Russia Grounds Soyuz Rockets after Crash
Russia has grounded its Soyuz rockets after one of the unmanned craft crashed shortly after blast-off while carrying tons of cargo for the International Space Station, a space official said Thursday.
"A decision has been taken to halt the launch of Soyuz carrier rockets until the reasons for the accident become clear," the unnamed Russian official told the Interfax news agency.
Wednesday's accident has raised concerns over the reserves of the six crew members on board the station and clouded the future of an ISS program that relies almost exclusively on Russia following the retirement of U.S. shuttles.
Both Russian and U.S. space officials took care to dispel suggestions that the accident may prompt an emergency evacuation of the ISS crew.

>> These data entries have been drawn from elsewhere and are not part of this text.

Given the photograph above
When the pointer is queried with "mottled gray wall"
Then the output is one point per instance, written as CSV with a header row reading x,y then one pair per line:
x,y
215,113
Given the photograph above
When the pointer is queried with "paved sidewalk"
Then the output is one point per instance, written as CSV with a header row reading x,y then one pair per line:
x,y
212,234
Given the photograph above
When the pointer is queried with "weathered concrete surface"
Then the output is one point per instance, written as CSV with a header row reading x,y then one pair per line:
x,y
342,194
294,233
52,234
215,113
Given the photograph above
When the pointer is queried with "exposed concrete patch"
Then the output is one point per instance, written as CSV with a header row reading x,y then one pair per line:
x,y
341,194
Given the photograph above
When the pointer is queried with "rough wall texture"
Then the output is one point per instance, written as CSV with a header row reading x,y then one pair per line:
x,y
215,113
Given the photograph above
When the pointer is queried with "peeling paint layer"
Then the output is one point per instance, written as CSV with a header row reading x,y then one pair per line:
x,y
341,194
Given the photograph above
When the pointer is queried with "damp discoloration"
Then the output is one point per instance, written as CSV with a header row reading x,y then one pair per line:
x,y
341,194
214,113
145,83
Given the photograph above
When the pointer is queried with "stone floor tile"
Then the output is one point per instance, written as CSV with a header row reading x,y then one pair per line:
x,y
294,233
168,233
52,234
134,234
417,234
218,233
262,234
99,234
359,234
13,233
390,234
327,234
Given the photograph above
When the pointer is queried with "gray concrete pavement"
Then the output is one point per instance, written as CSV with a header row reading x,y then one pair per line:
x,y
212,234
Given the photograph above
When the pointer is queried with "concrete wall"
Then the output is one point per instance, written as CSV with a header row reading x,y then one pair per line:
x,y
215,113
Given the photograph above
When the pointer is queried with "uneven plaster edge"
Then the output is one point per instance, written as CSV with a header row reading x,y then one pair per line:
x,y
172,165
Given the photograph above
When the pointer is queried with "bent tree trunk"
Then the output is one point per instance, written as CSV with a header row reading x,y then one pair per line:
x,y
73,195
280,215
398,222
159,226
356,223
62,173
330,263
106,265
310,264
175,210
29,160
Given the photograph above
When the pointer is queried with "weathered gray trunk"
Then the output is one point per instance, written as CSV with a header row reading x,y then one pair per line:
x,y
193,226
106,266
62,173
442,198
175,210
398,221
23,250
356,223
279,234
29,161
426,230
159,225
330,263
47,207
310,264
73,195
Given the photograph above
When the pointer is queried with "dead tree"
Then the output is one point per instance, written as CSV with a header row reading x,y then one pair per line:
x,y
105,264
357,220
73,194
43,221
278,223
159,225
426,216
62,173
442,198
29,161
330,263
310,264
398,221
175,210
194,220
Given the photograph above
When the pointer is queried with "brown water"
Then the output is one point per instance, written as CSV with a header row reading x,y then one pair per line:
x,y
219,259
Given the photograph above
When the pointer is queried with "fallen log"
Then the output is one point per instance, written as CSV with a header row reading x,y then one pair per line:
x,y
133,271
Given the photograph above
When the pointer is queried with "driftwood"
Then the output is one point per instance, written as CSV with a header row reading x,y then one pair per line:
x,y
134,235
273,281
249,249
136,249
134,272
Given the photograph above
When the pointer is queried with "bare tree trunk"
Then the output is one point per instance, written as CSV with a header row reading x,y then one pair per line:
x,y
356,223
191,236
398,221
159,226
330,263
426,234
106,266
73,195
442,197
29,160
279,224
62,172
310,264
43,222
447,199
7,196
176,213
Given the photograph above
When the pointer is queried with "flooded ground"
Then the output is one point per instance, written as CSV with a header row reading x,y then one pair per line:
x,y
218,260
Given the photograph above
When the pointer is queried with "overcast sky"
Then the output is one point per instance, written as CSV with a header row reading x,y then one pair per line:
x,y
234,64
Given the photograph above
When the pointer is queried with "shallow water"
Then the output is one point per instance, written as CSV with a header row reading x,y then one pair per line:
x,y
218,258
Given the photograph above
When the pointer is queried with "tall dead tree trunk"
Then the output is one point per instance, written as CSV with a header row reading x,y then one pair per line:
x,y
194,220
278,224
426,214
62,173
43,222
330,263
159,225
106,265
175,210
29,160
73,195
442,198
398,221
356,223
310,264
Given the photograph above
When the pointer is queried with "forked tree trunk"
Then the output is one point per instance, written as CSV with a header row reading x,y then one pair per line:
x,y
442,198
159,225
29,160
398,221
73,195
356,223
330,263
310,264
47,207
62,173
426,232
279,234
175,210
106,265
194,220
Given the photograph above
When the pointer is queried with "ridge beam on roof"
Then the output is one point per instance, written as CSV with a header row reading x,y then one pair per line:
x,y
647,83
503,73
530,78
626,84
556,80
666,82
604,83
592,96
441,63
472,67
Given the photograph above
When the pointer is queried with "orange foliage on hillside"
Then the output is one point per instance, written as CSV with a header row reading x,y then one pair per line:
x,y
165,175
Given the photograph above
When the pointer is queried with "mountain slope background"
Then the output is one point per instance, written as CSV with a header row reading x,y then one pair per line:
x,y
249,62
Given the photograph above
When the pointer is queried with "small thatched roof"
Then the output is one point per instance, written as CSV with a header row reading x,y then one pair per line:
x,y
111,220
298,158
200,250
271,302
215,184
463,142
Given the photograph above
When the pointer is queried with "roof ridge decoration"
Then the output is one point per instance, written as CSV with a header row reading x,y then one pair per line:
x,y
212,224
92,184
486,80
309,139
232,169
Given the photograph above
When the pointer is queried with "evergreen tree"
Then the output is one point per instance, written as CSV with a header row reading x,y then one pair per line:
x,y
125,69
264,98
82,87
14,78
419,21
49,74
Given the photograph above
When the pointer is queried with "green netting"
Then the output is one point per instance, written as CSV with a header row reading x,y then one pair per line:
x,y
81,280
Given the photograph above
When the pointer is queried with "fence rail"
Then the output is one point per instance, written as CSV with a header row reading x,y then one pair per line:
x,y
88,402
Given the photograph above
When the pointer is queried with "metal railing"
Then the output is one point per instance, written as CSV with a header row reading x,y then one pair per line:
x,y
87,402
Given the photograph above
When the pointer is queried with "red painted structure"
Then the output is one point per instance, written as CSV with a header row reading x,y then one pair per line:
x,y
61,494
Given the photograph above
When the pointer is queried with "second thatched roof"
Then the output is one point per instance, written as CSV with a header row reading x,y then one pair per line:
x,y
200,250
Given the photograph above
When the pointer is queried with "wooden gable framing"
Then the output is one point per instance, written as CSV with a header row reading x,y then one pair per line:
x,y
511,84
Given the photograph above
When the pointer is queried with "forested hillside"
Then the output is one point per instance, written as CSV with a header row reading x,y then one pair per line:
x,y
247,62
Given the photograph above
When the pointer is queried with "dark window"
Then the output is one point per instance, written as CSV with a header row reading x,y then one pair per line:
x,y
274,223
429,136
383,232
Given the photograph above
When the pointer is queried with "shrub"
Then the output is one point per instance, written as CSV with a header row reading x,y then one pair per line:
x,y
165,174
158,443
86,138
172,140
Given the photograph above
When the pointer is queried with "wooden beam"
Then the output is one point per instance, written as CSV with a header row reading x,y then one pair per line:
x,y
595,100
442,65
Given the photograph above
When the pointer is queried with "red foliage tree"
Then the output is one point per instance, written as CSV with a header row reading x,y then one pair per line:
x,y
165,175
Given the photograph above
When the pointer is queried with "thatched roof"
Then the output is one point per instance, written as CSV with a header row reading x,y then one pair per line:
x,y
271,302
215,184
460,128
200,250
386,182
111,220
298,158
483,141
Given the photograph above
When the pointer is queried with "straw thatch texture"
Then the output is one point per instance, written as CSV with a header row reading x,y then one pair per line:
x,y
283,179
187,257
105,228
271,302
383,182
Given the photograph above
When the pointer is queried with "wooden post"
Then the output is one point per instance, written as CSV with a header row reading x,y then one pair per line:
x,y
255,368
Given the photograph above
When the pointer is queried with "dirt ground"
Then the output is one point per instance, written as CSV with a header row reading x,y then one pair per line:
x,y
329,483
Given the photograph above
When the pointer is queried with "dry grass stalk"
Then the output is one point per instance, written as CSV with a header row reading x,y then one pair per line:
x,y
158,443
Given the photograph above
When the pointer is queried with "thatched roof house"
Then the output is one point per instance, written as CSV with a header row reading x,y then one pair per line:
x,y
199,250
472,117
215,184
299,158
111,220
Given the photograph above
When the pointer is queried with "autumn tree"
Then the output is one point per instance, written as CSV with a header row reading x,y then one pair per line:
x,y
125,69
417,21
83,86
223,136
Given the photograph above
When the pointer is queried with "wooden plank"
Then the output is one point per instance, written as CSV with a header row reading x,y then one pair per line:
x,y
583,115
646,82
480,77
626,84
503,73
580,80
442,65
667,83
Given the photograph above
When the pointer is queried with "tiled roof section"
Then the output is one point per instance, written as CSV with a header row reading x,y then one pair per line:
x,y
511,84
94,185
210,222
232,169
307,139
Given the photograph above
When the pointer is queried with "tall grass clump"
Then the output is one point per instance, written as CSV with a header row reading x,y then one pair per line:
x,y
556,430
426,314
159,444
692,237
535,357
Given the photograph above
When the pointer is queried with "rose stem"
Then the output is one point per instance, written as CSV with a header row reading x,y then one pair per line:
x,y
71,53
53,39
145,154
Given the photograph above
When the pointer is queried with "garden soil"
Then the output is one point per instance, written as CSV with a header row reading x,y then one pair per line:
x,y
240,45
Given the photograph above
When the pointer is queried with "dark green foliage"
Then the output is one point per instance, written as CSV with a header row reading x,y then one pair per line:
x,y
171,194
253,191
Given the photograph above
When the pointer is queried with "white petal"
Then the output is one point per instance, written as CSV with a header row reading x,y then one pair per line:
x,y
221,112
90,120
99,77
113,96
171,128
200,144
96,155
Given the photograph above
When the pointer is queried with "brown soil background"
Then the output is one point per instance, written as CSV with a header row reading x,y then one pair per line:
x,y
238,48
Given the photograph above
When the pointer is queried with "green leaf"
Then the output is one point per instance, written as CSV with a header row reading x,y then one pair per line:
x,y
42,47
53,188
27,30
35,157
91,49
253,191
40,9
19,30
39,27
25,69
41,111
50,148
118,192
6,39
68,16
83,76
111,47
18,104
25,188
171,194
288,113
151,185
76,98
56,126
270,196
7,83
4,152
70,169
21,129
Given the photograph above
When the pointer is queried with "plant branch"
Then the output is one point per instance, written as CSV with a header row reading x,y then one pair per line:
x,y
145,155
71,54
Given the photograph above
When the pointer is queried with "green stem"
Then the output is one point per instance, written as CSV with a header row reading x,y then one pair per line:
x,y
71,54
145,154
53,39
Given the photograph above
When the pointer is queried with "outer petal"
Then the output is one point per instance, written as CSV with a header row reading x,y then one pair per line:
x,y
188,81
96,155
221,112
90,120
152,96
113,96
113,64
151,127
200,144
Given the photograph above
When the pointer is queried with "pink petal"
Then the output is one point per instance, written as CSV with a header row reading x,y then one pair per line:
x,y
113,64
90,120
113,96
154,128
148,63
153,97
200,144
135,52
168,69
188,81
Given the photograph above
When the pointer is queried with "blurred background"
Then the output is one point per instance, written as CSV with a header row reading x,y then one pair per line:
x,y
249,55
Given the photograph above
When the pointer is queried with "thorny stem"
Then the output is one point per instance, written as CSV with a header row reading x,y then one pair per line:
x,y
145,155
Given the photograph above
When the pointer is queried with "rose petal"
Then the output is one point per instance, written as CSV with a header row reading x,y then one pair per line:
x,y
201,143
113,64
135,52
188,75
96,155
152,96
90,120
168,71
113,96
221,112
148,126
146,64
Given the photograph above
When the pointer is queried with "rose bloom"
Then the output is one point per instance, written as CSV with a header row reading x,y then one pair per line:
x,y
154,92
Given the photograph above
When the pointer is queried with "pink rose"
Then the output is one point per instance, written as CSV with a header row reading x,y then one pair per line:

Space officials from both sides said the team -- which besides three Russians includes two U.S. astronauts and a spaceman from Japan -- had at least two months of supplies of food and other basics.
But Russia's immediate launch schedule was thrown into doubt Wednesday when the Roskosmos space agency removed all reference to future missions from its official website.
The next manned flight to the ISS is scheduled for September 22 and a cargo vessel with new supplies is due to take off on October 28.
Both flights rely on various modifications of the Soyuz carrier rocket -- a Soviet-era model whose importance has been magnified with the retirement of the U.S. shuttle program this year.
Roskosmos said Thursday that it was fully committed to supplying the ISS with both cargo and crew despite the setback.
The agency said Roskosmos chief Vladimir Popov held an emergency overnight meeting in which he requested "additional proposals on ways to provide support for the International Space Station and unconditionally meet" Russia's commitments to it.
But some in the Russian media said the fifth launch failure in the past nine months showed that the once-proud industry was entering a period of crisis.
"The series of launch accident points to a deep crisis," the respected Kommersant business daily said on its front page.
"More and more of Russia's craft fail to reach orbit," it said.